Recent Posts by Mike Isaac

PayPal Teases Beacon, a Piece of Hands-Free Payment Hardware Fighting an Uphill Battle

E-commerce companies really, really want to change the way you buy things.

The latest bid comes from PayPal in the form of “Beacon,” a piece of hardware built for merchants with the aim of making retail in-store transactions hands-free.

The pitch: Plug the small, attractive piece of PayPal-designed hardware into a power outlet at your retail store. The device taps into the point-of-sale software at the store (provided it’s compatible with PayPal’s app) and will auto-recognize when customers walk into their store. From there, customers can pay via their PayPal accounts at the point of sale, without having to pull out their phones or wallets.

Sound familiar? Probably because you’ve seen it before with Square’s Wallet product, another hands-free payment option, which lets you pay at partnering businesses by simply giving the cashier your name. PayPal’s value proposition, however, is that Beacon uses Bluetooth technology to recognize your smartphone (or rather the updated PayPal app on your smartphone), rather than Square’s app, which sucked battery life from users’ phones.

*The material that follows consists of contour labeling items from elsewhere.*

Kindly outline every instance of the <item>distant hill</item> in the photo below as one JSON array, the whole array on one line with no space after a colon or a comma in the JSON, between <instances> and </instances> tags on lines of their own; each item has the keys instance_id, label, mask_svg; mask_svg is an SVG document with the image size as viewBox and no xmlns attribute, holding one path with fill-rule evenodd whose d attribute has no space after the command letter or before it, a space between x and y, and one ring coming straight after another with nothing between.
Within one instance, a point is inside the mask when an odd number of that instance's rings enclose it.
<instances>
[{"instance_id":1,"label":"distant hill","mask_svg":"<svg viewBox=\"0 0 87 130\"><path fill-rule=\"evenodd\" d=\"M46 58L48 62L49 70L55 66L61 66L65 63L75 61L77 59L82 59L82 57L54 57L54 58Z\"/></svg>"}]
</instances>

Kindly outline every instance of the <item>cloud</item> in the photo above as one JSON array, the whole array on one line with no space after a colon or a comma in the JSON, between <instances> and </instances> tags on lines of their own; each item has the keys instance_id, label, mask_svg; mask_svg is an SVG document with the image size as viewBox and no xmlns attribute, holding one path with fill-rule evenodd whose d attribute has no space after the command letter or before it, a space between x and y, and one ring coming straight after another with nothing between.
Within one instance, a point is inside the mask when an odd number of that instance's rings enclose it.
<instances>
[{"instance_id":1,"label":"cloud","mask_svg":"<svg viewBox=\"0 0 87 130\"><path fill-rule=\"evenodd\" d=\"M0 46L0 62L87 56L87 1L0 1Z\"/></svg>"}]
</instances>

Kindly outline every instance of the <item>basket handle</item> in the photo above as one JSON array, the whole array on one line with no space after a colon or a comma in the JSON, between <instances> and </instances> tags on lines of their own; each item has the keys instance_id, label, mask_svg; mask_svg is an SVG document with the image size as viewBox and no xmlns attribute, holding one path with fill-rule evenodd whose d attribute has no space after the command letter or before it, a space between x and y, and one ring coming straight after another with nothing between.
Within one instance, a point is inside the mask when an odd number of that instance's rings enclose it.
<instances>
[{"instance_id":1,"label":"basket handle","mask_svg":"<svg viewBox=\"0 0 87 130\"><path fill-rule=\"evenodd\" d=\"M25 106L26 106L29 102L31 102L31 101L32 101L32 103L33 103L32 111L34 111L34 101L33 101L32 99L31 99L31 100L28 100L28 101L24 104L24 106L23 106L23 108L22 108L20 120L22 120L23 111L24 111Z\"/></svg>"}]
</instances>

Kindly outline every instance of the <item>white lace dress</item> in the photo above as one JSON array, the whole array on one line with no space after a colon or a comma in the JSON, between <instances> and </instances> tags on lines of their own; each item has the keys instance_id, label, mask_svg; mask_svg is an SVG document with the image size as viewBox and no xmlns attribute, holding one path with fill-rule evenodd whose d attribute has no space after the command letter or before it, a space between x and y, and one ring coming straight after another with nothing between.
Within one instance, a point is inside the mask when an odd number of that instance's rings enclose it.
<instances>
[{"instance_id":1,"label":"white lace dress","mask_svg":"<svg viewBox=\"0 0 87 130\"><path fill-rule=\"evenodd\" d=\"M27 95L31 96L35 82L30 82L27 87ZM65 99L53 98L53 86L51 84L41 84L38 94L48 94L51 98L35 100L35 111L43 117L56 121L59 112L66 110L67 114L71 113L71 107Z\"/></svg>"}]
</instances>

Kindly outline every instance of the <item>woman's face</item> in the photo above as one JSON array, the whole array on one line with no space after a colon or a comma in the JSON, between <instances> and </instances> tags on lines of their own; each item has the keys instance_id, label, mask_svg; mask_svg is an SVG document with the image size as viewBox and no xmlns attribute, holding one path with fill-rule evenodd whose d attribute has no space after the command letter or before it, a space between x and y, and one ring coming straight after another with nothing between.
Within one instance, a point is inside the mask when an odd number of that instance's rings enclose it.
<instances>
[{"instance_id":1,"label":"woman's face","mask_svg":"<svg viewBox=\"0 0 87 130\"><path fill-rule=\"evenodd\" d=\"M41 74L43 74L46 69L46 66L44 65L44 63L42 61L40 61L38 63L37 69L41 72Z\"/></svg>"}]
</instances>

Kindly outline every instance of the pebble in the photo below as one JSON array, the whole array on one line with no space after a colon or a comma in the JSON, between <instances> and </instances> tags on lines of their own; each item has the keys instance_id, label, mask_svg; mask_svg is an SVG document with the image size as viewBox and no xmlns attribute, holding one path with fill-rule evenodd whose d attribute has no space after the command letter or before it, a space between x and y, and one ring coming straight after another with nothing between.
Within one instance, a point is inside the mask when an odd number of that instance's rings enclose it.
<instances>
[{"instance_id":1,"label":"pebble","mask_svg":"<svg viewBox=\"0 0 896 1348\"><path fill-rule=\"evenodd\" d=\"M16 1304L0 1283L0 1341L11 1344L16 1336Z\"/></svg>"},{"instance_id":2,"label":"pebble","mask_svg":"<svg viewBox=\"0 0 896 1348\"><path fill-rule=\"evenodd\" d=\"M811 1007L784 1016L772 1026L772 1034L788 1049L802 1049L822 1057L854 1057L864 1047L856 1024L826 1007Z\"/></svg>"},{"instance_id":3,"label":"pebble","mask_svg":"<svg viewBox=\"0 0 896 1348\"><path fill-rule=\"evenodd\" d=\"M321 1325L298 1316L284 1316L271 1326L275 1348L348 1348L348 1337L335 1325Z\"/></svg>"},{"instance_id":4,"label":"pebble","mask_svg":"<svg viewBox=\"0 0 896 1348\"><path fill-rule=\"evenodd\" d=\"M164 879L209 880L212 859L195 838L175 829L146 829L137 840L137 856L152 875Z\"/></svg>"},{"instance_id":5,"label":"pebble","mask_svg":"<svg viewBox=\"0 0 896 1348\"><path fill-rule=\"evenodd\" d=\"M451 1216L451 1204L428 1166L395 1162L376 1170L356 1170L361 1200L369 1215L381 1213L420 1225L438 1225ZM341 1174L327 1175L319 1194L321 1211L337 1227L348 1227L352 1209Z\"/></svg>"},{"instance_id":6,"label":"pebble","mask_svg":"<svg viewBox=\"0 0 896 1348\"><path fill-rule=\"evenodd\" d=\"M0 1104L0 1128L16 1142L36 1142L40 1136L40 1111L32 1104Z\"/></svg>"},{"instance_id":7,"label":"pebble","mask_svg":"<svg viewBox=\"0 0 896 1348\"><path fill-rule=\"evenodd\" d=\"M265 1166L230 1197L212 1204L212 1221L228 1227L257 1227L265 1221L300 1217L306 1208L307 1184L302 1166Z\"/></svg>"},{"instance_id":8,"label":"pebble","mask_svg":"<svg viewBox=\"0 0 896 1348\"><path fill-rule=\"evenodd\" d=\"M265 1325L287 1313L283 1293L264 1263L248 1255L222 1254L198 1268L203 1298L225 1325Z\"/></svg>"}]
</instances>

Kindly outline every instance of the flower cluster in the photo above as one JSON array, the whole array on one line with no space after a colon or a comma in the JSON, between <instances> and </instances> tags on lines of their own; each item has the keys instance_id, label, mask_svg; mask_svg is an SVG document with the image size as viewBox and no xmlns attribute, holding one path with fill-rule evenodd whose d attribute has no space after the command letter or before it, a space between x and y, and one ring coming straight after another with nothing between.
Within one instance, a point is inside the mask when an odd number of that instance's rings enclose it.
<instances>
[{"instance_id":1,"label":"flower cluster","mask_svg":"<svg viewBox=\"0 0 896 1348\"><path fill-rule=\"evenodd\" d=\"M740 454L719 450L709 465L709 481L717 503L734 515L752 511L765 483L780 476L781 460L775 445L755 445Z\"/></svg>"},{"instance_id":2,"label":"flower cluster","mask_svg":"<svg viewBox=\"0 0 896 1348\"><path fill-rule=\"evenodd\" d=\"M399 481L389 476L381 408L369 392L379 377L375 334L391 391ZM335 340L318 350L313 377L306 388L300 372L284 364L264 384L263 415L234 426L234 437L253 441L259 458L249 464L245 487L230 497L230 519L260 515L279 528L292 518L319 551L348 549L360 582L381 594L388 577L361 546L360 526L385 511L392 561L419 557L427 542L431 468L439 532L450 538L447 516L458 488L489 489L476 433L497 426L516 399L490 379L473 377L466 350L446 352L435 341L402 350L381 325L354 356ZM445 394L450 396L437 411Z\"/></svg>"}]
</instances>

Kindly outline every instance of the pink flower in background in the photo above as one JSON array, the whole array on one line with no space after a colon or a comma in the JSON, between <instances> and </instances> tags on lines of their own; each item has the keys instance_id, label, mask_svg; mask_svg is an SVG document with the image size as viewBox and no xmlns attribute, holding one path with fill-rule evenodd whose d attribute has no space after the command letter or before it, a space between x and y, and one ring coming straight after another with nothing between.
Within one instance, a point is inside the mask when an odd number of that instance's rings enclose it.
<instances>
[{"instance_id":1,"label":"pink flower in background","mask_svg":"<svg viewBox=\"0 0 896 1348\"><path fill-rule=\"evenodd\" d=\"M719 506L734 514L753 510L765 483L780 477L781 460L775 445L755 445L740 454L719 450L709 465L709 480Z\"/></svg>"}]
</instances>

It’s a neat trick, and if it’s as simple as merchants accepting free hardware, I could see some decent adoption.

The problem is, it’s not exactly untrodden territory. Other payments startups have tried for wide distribution by giving out products to merchants (think Scvngr’s LevelUp, for one) with limited success. The experience is fragmented. Merchants aren’t able to properly train their staff to handle multiple types of payments from companies. And it usually means downloading yet another app for the phone.

PayPal’s potential advantage is scale and resources: Seed the market with a bunch of free hardware, and you’ll potentially gain a bunch of new hands-free merchant evangelists. Or perhaps send that hardware out to the myriad Home Depots that already integrate some PayPal purchasing options.

Still, many have yet to be truly convinced by any payments company that their solution is easier than a straight-up analog one: Slapping cold, hard cash down on the counter.

Don’t expect to see PayPal’s Beacon any time soon; it’s testing with only a handful of merchants in the near future, with a presumed wider rollout to come in 2014.